Asim Munir est-il le nouveau mandataire de Trump contre l'Iran ?
Un sombre murmure circule dans certaines parties du monde musulman : le chef de l'armée pakistanaise, le général Asim Munir, aurait été « acheté » par Washington pour trahir l'Iran.
Depuis le début de la guerre à Gaza, l’ombre de Donald Trump plane. L’affirmation est que le Pakistan – avec ses généraux formés par les États-Unis, ses plans de sauvetage du FMI et son historique de soutien aux puissances occidentales – est une fois de plus loué, cette fois pour poignarder la République islamique dans le dos.
Asim Munir pousse-t-il le Pakistan à revenir à un vieux schéma : se rapprocher des États-Unis pour des bénéfices à court terme, même si cela risque de nuire aux liens avec des voisins comme l’Iran ?
Depuis la guerre entre Israël et le Hamas, la politique mondiale est devenue plus tendue et les États-Unis sont à nouveau à la recherche de partenaires fiables. L'armée pakistanaise semble disposée à assumer ce rôle, surtout à un moment où le pays est confronté à de graves problèmes économiques.
L'armée pakistanaise travaille depuis longtemps en étroite collaboration avec les États-Unis.

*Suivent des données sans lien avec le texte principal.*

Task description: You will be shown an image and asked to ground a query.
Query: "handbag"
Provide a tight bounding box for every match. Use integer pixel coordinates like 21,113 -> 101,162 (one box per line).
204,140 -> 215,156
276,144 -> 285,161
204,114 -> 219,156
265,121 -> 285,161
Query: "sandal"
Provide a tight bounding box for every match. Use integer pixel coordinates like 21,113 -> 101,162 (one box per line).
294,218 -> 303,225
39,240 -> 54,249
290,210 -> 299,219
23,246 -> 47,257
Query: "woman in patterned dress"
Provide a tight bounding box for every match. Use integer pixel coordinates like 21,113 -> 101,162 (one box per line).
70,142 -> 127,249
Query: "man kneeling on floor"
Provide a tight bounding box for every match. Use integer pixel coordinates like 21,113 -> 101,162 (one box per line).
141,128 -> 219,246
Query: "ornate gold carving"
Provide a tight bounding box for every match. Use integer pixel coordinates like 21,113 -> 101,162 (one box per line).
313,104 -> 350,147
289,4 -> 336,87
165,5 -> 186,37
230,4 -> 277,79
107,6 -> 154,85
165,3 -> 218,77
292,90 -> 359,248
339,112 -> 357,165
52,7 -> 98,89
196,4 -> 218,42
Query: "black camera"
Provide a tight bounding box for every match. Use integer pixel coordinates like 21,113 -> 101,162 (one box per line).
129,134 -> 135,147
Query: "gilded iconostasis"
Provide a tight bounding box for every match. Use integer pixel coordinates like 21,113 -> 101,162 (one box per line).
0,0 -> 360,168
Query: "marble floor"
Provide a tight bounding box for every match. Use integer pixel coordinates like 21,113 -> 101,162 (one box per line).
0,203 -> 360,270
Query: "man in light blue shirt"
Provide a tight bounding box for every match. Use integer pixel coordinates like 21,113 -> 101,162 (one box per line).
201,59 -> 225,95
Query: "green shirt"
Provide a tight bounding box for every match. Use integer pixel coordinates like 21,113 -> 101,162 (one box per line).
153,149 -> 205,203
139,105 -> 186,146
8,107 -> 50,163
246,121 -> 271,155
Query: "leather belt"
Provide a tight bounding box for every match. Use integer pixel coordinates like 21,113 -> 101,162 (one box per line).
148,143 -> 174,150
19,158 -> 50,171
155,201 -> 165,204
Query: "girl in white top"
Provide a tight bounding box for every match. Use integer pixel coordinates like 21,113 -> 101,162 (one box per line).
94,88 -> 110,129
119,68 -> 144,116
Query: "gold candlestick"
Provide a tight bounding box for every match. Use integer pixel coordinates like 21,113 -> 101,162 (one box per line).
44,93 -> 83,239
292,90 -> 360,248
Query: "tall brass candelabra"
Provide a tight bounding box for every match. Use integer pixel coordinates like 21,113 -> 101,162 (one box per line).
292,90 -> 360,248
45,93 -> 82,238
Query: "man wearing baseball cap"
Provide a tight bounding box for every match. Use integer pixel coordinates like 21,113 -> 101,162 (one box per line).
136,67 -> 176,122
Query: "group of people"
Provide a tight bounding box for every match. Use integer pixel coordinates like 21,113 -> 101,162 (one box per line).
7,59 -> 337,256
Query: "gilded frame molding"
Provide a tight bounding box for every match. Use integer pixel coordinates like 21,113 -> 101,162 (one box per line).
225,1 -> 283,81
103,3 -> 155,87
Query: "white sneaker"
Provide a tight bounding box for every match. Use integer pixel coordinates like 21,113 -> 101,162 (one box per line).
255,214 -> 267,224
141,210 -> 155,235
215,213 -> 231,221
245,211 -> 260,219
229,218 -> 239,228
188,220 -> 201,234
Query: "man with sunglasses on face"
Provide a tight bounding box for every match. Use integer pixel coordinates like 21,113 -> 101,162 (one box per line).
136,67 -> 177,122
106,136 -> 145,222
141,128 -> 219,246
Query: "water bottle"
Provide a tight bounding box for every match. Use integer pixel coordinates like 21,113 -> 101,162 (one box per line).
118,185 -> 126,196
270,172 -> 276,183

Dans le passé, cela lui apportait une aide financière et un soutien militaire, mais cela donnait également l'impression que le Pakistan suivait parfois l'agenda de Washington. L’époque de Zia-ul-Haq est souvent citée comme exemple de ce type d’alignement. Qu’elle soit juste ou non, cette perception existe encore aujourd’hui.
Aujourd'hui, avec la reprise des contacts impliquant des personnalités comme Donald Trump et un soutien financier tel que le programme de 1,2 milliard de dollars du Fonds monétaire international, de nombreux critiques estiment que le Pakistan devient à nouveau dépendant du soutien occidental. Ils soutiennent que lorsqu’un pays est économiquement faible, il peut avoir moins de liberté pour prendre des décisions indépendantes en matière de politique étrangère.
Dans le même temps, la politique intérieure du Pakistan suscite également des inquiétudes. Les ennuis judiciaires d'Imran Khan sont perçus par ses partisans comme injustes, ce qui renforce la conviction que l'armée a trop de contrôle. Lorsque le pouvoir est ainsi concentré, de grandes décisions de politique étrangère peuvent être prises sans grand débat public.
Le Pakistan affirme officiellement vouloir de bonnes relations. Les deux pays coopèrent sur la sécurité des frontières et sur d'autres questions. Mais si le Pakistan se rapproche des États-Unis, cela pourrait créer de la méfiance à l’égard de Téhéran. Même de petits signaux, comme des changements de politique ou une coopération stratégique, peuvent être considérés comme un signe de prise de parti.
Le plus gros problème concerne la direction. Le Pakistan essaie-t-il d’équilibrer tous les côtés, ou se penche-t-il lentement vers un pays puissant ? Les critiques craignent qu’en dépendant trop des États-Unis, le Pakistan ne répète de vieilles erreurs : obtenir une aide à court terme mais être confronté à des problèmes à long terme.
Il n’existe aucune preuve claire qu’Asim Munir agit directement contre l’Iran sur ordre des États-Unis. Mais la situation soulève des questions valables. La combinaison de la pression économique, des liens militaires et de la politique mondiale amène les gens à se demander dans quelle mesure les décisions du Pakistan sont réellement indépendantes.
En termes simples, il s’agit moins d’une décision que d’un modèle. Si le Pakistan continue de s’appuyer fortement sur les puissances extérieures, cela pourrait affaiblir sa position dans la région. Et si cela affecte ses relations avec l’Iran, les conséquences pourraient s’étendre au-delà de seulement deux pays et avoir un impact sur la stabilité régionale plus large.